Economic policy focused on rolling back some of the interventionist policies, letting the exchange rate adjust and tightening monetary policy. Thus far, the adjustment has been fairly gradual. The CBRT raised its policy rate just after the elections in June with a modest hike to 15% in the context of 40% year-on-year inflation. It took until March 2024 for the policy rate to reach 50%, but in the meantime inflation had reached 70%, leaving real interest rates in deeply negative territory. Moreover, a minimum wage hike in January 2024 was not exactly conducive to rapid disinflation, either. This suggests that political consideration remain as important as economic ones.
It is difficult to say whether lack of more aggressive adjustment is due to political constraints faced by the economics team or by a conscious decision to avoid a potentially destabilizing “shock therapy” in light of potential financial vulnerabilities in the banking sector. The IMF, for one, has highlighted “high and growing” banking sector risks due to rapid credit growth and weakening of supervision. Equally important, however, is the fact that Turkey’s executive presidency makes economic policy subject to the decision of a powerful president who faces very limited checks-and-balances. More so than before, this makes Turkish economic policy subject to the whims of the president, or this political-electoral calculus. The outlook for the Turkish economy depends on what the authorities do today as well as what they can be expected to do in the future. Quite different from countries other large emerging economies, such as Brazil, Mexico, India or Indonesia with far more robust institutions and greater predictability, Turkey’s policies are more difficult to predict because they are less subject to institutional and political checks-and-balances.
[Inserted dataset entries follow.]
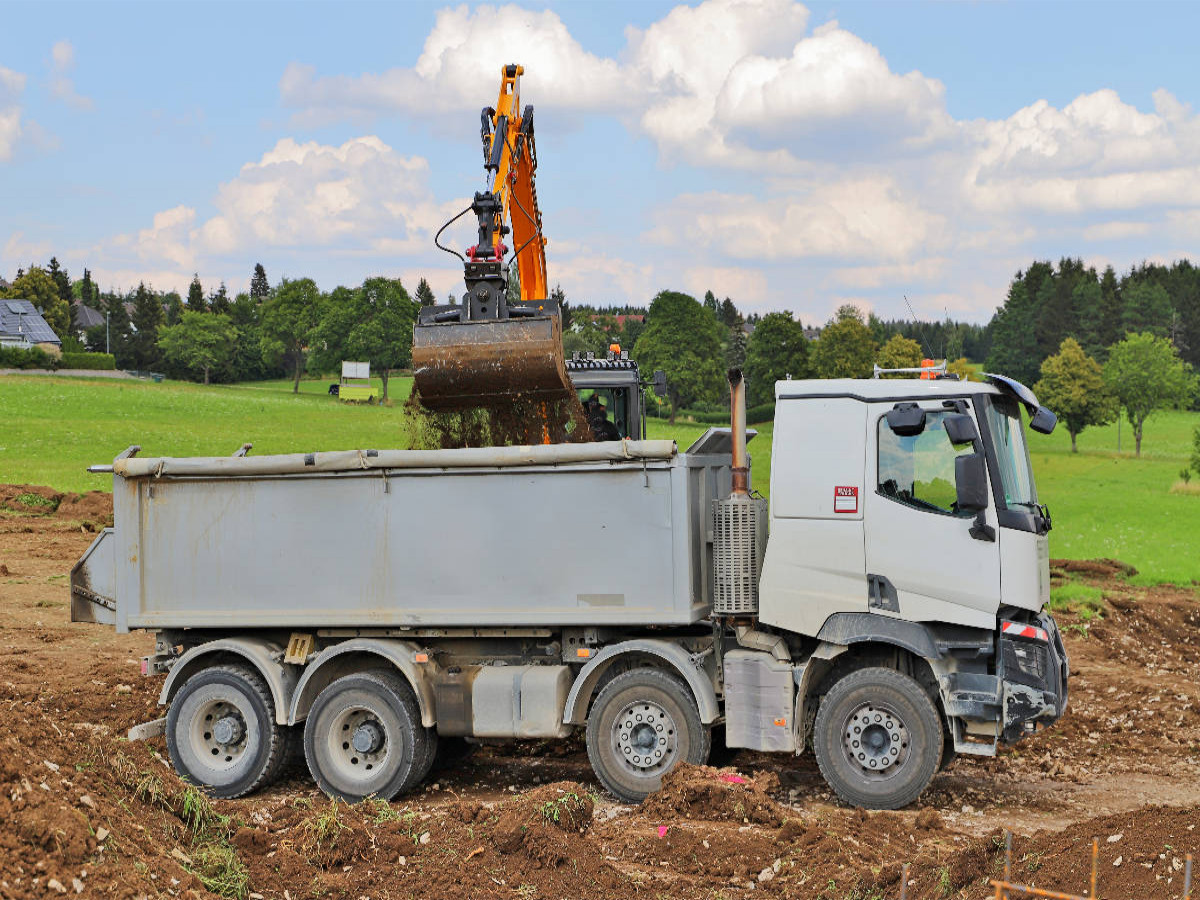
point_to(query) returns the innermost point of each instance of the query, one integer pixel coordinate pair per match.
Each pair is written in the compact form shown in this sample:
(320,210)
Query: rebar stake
(1096,857)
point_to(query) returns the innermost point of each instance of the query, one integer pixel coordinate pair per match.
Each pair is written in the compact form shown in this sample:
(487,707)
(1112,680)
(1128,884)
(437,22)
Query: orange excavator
(486,349)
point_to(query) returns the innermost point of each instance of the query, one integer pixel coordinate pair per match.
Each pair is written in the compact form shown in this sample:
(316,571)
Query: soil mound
(94,507)
(1141,855)
(1097,568)
(546,823)
(717,795)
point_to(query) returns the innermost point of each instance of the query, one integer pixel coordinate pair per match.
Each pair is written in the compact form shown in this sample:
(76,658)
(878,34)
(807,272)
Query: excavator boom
(487,351)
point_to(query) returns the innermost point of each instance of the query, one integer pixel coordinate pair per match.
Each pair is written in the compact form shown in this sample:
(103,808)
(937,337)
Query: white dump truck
(628,589)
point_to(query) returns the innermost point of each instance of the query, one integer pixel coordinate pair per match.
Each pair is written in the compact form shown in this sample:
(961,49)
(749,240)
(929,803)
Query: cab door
(923,563)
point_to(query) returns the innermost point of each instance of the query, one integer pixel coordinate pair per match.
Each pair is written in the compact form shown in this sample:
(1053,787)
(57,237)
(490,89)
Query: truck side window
(918,471)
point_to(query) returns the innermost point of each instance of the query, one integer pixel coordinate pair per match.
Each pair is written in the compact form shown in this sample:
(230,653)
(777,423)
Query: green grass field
(52,429)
On June 4, Turkey’s Constitutional Court invalidated a presidential decree issued in 2018 that authorized the president to sack central bank governors and force the central bank into an inflationary monetary policy. The gradual rebuilding of institutional guardrails around Turkish economic policy would boost domestic and foreign investor confidence and help Turkey exploit its significant economic growth potential in the context of greater economic stability.
Turkey is an example where an increasingly centralized political system and limited checks-and-balances increase policy uncertainty. Political leaders in all political systems are weary of market outcomes over which they have little control as well as independent institutions whose mandates and preferences might run counter to their own political-electoral interests. However, in a political system where power is highly concentrated, this makes economic policy substantially more unpredictable. In less centralized political systems, significant shifts in economic policy can occur when for example a different political party comes to power. But typically it is easier to predict what it will do once in power. It is more difficult to predict policy shifts if power is more highly concentrated and individual decision-makers are highly influential.